Should I do this?
I think I will.
In 2017, a man by the name of Patrick Tomlinson created a tweet thread that went viral. It was a thread that supposedly “shuts down” the arguments by those who consider themselves pro-life. We are just so ridiculous to believe the fetus is a separate being from the mother who deserves human rights, right? Wrong. According to The Independent, the thread goes as follows:
Whenever abortion comes up, I have a question I've been asking for ten years now of the "Life begins at Conception" crowd. In ten years, no one has EVER answered it honestly. It's a simple scenario with two outcomes. No one ever wants to pick one, because the correct answer destroys their argument. And there IS a correct answer, which is why the pro-life crowd hates the question. Here it is. You're in a fertility clinic. Why isn't important. The fire alarm goes off. You run for the exit. As you run down this hallway, you hear a child screaming from behind a door. You throw open the door and find a five-year-old child crying for help.They're in one corner of the room. In the other corner, you spot a frozen container labeled "1000 Viable Human Embryos." The smoke is rising. You start to choke. You know you can grab one or the other, but not both before you succumb to smoke inhalation and die, saving no one. Do you A) save the child, or B) save the thousand embryos? There is no "C." "C" means you all die.
In a decade of arguing with anti-abortion people about the definition of human life, I have never gotten a single straight A or B answer to this question. And I never will. They will never answer honestly because we all instinctively understand the right answer is "A."
Follow the link above to see that he continues to attribute malicious motive to his opponent. As with any conversation, let us not resort to rudeness, ad hominem attacks or insulting the opposition in any other capacity. Stick with the argument presented because inappropriate behavior will make our argument look weak and will say more about us than it will about them.
Also, PragerU has an intriguing analysis about abortion in their video titled “The Most Important Question About Abortion”
Now back to it. There are two main points that make his argument tragically flawed.

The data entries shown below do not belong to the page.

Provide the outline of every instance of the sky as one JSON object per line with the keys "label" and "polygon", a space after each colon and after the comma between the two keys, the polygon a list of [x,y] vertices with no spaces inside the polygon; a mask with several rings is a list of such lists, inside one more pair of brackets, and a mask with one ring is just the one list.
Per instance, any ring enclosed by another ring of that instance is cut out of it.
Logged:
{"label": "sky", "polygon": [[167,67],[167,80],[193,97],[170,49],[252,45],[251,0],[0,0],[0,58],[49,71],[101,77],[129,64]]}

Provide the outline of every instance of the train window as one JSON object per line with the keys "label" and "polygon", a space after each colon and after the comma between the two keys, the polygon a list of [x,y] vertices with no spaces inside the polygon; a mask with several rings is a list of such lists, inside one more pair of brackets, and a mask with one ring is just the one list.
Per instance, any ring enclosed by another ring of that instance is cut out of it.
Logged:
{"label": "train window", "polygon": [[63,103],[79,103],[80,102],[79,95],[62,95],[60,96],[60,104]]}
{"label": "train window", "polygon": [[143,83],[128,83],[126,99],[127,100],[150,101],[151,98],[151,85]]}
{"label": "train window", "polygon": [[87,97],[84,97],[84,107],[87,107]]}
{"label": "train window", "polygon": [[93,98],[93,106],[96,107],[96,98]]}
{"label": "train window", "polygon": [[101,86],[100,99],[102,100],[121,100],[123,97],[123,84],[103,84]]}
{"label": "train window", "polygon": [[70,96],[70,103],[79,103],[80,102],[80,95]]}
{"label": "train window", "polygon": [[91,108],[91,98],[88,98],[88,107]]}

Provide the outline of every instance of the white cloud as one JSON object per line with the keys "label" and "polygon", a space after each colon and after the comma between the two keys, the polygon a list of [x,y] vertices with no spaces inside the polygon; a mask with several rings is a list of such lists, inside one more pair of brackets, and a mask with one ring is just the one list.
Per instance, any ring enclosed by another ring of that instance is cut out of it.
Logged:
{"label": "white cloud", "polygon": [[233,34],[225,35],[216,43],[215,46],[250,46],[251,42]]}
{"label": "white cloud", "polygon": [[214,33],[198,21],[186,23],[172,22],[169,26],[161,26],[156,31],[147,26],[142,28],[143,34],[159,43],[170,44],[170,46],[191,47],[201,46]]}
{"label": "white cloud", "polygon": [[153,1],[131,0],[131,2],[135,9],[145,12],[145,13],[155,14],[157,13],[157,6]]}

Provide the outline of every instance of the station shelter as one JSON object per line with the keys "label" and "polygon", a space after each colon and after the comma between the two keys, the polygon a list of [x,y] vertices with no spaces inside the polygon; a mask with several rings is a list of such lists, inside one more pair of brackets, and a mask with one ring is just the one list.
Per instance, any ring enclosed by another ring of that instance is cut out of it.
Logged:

First, he is correct when he says that, for many, the initial reaction would be to save the 5-year-old child as opposed to the embryos. He uses this to attempt to demonstrate that their value is not equal to a child. However, this poses a problem. Let’s take a famous thought experiment known as The Trolley Problem as an example.
If you followed the link provided, you will see that this is very similar to the problem Mr. Tomlinson poses. Humans are flawed beings; therefore, our moral instinct may not be 100 percent consistent and in the case of the Trolley Problem and Mr. Tomlinson’s question, it is even more so because in both situations it is logic that is absent simply because of the fight or flight response that is triggered by a threat of survival.
Second, this is the false dilemma fallacy, which is probably the biggest problem with his argument. That means that it is falsely an either/or situation. One thousand embryos are not that many so you can probably pick up a container with that many with one hand and pick up the child with the other, presenting a third option. Also, he never really talks about the severity of the fire. The storage containers (with 10,000+ embryos) could almost certainly survive a moderately sized fire, just in case we still had to choose A or B.
In general, the problem with the pro-choice side is that many (not all) of them believe that the child is not a human being yet; that it is simply a bundle of cells and, therefore, it is not a life. However, it is scientifically proven that life begins at fertilization. To ignore the scientific evidence that life begins at conception is to blatantly ignore reality and the empirical evidence provided to us.
While there are many people on the pro-life side who consistently cite the Holy Bible for their rationale, I do not because that is an appeal to an authority that others might not believe based on the lack of specific, measurable and observable evidence.
The judgement of the science and logic is clear and unambiguous. Life begins at conception, Mr. Tomlinson’s question is flawed at its very foundation, and we have proved both without calling him a liar or wrongly accusing him of trying to invoke certain emotions.